This time it was at the mall. The three of us were shopping for winter clothes for our rainbow about to turn two. He’s grown three inches since July, and all his pants are way too short.
As we leave, I see the Christmas clothes and swoop by with the stroller to see if there is anything cute for his picture with Santa.
And there you were, standing there with a sly grin next to the rack. It’s been awhile since you showed up and stayed with any longevity. Sometimes you text or call, but then aren’t heard from again for a while. This time your presence lingers. You show me the Mickey Mouse Christmas dress that Willow & Hazel would look so incredibly adorable in. The two on the rack are 3T as well. Dex LOVES Mickey Mouse, so, of course, they would too. I break down sobbing right there in the store. You caught me so off guard.

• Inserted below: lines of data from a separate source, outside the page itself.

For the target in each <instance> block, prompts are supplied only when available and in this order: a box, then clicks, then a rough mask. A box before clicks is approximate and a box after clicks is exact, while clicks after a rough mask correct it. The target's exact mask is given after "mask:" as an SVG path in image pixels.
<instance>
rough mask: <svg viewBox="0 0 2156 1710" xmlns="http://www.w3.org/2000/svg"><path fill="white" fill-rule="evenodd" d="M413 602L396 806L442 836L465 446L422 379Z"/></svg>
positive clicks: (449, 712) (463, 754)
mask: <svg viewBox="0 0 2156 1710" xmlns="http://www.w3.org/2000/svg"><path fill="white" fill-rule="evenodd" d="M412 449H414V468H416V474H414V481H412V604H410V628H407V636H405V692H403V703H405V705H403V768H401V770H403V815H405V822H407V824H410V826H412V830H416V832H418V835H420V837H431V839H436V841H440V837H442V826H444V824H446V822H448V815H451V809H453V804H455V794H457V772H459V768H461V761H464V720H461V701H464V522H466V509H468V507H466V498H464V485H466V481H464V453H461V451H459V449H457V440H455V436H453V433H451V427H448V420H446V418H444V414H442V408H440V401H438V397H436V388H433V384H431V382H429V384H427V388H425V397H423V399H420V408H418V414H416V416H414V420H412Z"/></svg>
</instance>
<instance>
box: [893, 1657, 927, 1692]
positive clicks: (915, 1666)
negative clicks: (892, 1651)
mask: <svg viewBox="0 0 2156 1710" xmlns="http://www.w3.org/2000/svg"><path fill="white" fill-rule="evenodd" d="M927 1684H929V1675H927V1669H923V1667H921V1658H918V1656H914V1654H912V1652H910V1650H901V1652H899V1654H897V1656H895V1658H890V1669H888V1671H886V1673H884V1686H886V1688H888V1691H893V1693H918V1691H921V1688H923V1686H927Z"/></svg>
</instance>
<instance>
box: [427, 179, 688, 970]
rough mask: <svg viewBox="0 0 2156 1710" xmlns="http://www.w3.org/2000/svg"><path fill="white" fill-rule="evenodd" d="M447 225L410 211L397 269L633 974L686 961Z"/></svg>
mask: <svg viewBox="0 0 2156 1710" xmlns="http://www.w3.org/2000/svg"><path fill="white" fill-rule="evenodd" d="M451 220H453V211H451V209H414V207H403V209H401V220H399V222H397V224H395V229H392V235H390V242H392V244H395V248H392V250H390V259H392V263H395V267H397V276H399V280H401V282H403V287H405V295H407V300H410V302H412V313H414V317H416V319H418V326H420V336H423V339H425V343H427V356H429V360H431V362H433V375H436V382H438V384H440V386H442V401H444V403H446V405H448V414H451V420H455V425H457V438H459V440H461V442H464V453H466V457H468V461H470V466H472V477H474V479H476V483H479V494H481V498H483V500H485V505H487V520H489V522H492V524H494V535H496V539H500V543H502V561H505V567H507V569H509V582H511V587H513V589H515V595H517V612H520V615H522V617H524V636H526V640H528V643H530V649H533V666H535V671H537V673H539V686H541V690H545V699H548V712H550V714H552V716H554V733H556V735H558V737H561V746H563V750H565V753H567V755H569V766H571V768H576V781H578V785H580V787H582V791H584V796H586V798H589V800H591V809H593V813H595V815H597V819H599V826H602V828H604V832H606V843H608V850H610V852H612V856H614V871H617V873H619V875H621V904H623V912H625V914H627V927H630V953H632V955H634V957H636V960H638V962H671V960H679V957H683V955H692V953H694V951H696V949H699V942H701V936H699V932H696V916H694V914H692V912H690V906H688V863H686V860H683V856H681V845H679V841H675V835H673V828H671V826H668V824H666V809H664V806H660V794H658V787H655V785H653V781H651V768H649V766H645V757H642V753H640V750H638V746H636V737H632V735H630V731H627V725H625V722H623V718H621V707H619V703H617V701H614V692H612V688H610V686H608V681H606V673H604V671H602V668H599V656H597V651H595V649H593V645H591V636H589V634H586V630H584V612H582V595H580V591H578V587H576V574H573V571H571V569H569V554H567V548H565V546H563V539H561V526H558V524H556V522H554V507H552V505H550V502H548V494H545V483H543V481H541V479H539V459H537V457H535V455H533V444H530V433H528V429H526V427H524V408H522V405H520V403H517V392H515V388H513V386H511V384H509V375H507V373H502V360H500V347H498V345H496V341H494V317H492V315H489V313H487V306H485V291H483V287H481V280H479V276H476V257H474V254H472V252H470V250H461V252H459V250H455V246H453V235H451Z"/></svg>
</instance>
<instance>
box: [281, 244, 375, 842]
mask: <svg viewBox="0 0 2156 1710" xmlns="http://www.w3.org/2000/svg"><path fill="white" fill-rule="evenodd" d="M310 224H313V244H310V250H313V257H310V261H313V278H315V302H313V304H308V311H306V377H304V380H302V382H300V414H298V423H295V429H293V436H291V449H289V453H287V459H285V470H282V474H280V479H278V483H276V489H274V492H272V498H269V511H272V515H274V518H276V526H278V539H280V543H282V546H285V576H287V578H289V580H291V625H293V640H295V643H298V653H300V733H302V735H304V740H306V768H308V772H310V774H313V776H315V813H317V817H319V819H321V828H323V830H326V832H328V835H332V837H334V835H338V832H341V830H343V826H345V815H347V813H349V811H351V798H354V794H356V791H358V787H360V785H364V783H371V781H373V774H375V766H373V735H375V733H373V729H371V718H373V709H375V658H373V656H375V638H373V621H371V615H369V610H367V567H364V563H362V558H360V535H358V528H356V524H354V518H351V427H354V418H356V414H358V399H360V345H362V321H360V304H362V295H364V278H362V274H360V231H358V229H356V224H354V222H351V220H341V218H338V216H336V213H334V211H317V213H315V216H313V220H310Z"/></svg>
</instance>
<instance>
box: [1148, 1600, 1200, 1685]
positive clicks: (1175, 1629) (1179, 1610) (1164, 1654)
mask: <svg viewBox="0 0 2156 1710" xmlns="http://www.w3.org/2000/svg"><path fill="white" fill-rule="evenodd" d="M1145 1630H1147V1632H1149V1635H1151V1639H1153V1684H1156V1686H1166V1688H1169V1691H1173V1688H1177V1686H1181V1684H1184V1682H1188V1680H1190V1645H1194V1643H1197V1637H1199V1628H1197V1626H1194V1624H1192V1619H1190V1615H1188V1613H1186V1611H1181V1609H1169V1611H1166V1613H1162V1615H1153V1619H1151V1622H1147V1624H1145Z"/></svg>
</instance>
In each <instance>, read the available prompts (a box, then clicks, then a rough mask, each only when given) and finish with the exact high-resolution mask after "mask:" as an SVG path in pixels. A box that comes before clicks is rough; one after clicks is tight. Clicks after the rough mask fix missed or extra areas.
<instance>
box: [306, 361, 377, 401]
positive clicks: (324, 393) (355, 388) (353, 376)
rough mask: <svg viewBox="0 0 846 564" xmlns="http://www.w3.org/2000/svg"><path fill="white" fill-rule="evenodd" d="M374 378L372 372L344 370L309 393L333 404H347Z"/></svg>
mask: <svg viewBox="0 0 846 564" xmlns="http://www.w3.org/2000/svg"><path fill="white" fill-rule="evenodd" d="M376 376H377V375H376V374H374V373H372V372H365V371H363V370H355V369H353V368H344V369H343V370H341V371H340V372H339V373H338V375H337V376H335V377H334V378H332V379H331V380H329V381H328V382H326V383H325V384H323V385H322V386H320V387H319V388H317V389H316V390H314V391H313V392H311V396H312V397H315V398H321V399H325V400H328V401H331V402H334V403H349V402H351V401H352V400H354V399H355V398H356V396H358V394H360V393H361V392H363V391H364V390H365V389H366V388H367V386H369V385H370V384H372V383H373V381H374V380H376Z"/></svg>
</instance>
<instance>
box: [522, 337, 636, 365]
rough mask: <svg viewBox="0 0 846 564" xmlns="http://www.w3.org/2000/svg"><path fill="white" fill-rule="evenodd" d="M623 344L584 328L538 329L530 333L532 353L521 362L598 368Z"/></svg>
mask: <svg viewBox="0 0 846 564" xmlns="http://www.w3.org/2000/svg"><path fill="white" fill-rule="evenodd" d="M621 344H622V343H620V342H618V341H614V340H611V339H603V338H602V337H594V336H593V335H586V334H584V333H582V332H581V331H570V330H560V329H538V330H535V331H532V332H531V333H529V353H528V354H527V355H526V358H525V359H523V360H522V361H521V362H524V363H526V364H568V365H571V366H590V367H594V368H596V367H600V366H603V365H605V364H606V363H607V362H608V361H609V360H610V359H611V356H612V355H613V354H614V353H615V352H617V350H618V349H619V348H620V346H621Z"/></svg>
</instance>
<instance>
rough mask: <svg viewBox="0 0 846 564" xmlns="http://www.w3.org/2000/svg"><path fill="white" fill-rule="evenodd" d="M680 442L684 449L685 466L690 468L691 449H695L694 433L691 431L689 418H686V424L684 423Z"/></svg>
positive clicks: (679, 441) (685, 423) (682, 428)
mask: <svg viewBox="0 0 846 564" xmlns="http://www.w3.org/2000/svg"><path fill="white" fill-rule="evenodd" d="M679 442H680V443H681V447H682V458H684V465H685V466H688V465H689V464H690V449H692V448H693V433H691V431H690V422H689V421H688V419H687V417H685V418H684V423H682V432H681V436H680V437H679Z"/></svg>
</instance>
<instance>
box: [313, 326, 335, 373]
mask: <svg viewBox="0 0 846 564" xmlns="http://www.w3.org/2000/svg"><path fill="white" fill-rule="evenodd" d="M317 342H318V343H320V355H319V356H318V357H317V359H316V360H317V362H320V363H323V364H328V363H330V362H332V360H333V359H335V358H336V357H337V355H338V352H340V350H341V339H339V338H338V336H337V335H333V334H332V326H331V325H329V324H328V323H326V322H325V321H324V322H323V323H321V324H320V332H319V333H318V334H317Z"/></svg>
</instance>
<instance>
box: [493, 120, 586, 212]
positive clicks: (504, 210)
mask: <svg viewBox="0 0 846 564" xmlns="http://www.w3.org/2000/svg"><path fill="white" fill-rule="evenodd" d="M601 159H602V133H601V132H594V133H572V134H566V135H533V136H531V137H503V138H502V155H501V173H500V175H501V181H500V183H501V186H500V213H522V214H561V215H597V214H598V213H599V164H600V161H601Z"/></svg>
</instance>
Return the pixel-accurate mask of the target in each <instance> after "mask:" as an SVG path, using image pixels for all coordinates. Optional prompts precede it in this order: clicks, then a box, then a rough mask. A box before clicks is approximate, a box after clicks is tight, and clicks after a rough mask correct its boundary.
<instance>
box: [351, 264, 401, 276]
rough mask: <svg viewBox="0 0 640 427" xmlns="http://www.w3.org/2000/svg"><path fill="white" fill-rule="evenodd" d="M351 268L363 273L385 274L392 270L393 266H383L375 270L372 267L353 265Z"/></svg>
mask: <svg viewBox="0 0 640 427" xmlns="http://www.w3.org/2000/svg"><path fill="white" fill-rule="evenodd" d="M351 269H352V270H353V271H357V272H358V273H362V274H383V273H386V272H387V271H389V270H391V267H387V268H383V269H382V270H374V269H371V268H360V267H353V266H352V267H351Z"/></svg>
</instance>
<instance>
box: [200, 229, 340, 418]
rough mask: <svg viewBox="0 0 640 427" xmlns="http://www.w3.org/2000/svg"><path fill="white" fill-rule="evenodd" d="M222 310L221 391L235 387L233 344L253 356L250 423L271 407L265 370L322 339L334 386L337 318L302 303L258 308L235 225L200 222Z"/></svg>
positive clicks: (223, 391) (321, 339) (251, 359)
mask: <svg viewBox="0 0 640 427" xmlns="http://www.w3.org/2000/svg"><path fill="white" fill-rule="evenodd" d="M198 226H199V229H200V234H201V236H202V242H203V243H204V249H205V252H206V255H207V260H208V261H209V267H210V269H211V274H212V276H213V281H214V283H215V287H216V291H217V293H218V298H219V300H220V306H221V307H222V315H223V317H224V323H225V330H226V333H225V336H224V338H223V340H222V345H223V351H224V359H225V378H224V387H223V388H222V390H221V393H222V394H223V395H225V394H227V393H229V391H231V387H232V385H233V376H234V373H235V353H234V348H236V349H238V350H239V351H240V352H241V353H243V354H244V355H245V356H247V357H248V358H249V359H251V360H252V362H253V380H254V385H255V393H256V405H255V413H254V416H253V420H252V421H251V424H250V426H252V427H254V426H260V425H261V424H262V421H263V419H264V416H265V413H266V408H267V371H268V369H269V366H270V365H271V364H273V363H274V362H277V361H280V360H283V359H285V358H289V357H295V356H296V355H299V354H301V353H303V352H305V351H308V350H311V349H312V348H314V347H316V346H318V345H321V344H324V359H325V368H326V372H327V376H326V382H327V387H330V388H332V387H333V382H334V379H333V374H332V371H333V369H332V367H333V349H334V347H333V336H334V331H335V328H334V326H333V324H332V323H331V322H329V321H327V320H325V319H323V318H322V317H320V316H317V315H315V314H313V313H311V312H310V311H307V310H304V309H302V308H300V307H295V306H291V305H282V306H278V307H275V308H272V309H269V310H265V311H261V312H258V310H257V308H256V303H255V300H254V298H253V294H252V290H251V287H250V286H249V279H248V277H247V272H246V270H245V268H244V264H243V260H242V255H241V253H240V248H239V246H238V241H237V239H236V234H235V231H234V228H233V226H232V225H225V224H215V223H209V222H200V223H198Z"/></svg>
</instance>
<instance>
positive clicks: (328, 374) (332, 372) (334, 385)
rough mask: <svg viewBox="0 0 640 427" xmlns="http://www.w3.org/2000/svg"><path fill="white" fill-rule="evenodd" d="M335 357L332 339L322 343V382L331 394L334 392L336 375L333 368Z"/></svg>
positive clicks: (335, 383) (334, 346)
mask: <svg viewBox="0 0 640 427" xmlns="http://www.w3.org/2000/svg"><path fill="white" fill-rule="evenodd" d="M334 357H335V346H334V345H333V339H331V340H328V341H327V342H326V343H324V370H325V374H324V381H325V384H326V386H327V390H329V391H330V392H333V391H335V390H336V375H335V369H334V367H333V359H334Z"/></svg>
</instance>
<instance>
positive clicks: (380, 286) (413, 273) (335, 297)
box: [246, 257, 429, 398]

James ran ahead and had me push the stroller out of the store while he pays. I try and collect myself and walk away. I didn’t say goodbye; I knew you’d be back eventually. The problem is, you never really left. You hang around, stalking, waiting for me to drop my guard. This time, though, you’ve hung around. Almost every day I hear from you.
It’s been nearly three years since the girls died, the first year I relied heavily on you, you carried me everywhere. Last year, you popped up right after Dex arrived and around milestones with him (you weren’t going to miss those, were you?) but largely stayed around the edges.
So why? Why are you hanging around so much this last month? Do you feel like family? Must you come to every Holiday?
Well, my friend Grief, consider yourself uninvited for the Holidays. You’ve overstayed your welcome this year. We need some distance and time to grow apart. A distant memory, never forgotten of course but pushed to the back.
I can think about my daughters without crying now. I can smile when I think of them. I can feel joy when I think about them, so it is time you moved out of town. I don’t mind the occasional visit now and then, after all, you were a big part of my life and memories of the girls.
Goodbye means forever, so let’s just say goodnight.